Les financements ne sont pas détaillés dans les résumés fournis, donc impossible de les vérifier ici étude par étude. Point de vigilance général et factuel : le secteur des boissons finance historiquement une partie de la recherche sur les édulcorants, ce qui ne rend pas ces travaux faux mais justifie de privilégier les synthèses indépendantes. À l'inverse, l'avis de consensus coréen et les recommandations du CSS et de l'EFSA sont des travaux institutionnels, et leur conclusion prudente (les édulcorants ne sont pas un feu vert) va plutôt à l'encontre des intérêts commerciaux, ce qui est un signe de crédibilité.
Qu'est-ce qu'on te vend ?
L'idée que le light est "meilleur pour la santé" est un argument commercial très rentable : elle permet de garder un client qui voulait arrêter le soda, en lui vendant le même produit sous une autre étiquette. Les mentions zéro sucre, zéro calorie, sans sucres ajoutés déplacent la conversation de "faut-il boire ça" vers "quelle version boire", ce qui protège la catégorie entière.
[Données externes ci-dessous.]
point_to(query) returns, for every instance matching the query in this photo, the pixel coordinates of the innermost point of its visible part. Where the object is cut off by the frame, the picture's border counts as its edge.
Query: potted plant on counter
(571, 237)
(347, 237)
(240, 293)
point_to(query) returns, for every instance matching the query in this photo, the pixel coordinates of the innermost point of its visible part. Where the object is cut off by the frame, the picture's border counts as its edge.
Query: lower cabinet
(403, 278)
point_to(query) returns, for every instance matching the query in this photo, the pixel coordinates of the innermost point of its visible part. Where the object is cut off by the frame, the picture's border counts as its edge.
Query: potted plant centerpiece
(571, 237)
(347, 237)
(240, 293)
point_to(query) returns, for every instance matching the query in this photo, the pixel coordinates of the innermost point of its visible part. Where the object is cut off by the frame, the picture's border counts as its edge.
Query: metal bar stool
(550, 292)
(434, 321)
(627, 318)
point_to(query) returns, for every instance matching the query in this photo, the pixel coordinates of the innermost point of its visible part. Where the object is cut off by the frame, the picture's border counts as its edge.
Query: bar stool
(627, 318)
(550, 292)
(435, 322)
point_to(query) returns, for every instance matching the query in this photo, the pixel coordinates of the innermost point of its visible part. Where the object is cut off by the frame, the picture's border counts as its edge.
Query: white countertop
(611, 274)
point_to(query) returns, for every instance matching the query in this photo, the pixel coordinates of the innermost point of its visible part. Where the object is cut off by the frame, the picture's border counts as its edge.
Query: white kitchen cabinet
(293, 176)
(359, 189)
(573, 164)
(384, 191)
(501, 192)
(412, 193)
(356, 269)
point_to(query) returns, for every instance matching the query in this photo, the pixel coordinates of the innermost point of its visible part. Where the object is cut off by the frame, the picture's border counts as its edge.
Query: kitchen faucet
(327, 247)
Toi, ce qu'on cherche à te vendre, c'est une permission de continuer.
Quels intérêts derrière ?
Trois intérêts se croisent : l'industrie des boissons, qui a tout à gagner à ce que le light soit vu comme un choix santé plutôt que comme un moindre mal, les fabricants d'édulcorants, et à l'opposé les autorités de santé, qui veulent d'abord faire baisser le sucre global et gardent volontairement une position prudente sur les édulcorants. Concrètement, si ton objectif est ta santé : réduire les boissons sucrées est clairement utile, passer au light est une étape de transition acceptable, mais la cible c'est l'eau, le café ou le thé non sucrés. Et rappelle-toi que le poids et le risque de diabète ne dépendent jamais d'une seule boisson : l'alimentation globale, l'activité physique (la HAS recommande au moins 150 minutes par semaine), le sommeil, le stress, certains médicaments et la génétique jouent tous un rôle.